In addition, the argument Sean Williams makes is weak on a number of counts. First, a FTTC 80Mbps connection still has many limitations – its distance dependent so only a small fraction of population will get it, plus it has very limited upload speed and is still subject to interference and not stable as fibre.
Secondly the hardware argument that home Wi-Fi or devices can’t cope with the enhanced speeds is fundamentally flawed. Today’s computers already come with 1Gbps Ethernet connections, there are new simultaneous dual band Wi-Fi connections – plus the recently 802.11ac standard provides wireless speeds of up to 1Gbps.
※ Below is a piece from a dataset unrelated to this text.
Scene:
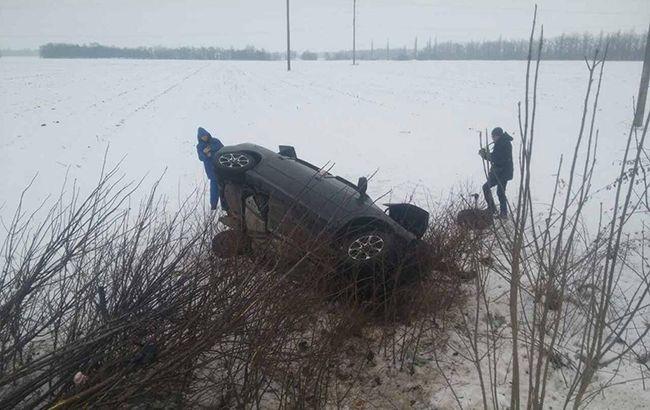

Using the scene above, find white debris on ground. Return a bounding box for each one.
[0,57,650,409]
Technology is constantly evolving and enhancements to speed fuels the development of hardware.
At the end of the day, the consumer and business appetite is here, now, but there is a clear disconnect between the level of demand and the quality of the UK broadband infrastructure. By putting clear and ambitious investment in a Fibre-To-The-Building infrastructure, which has distinct correlation with the UK economy, it will deliver long term long term RoI. Other countries are recognizing this – just look at the Chinese government, which recently allocated 80% of its $303 billion infrastructure investment for broadband FTTH development. If you pro-rata that per person in the UK you would be looking at least £8 billion. We should be aiming high – not making do with a short term strategy that is designed to help the big players cannibalise their existing customer base.”
Naturally Hyperoptic, which is slowly rolling out its own 1Gbps capable fibre optic (FTTB) broadband services into dense urban areas, has its own interests in this field and feels that BT’s outlook is wrong. On the other hand BT, unlike Hyperoptic, also faces the huge challenge of deploying superfast services into rural areas that are significantly more expensive and difficult to reach.
BT’s FTTC solution, which is still reliant on the restrictions of a last mile run of existing copper cable to reach homes, does have its limits and won’t be able to deliver the best performance to everybody but many should still benefit. In fairness, with the money available, BT doesn’t have a lot of options available and FTTC is a reasonable solution with some scope for future improvements.
The biggest challenge remains getting everybody connected and ensuring that the speeds they can receive do not fall below the 25-30Mbps promised by both the UK and European governments. So far the majority of BT’s FTTC roll-out has been focused on largely urban areas, thus FTTC’s performance problems over distance have yet to show themselves with much scale. That could change once government funding kicks in and begins to push the technology into more isolated areas where distance could become an increasing problem.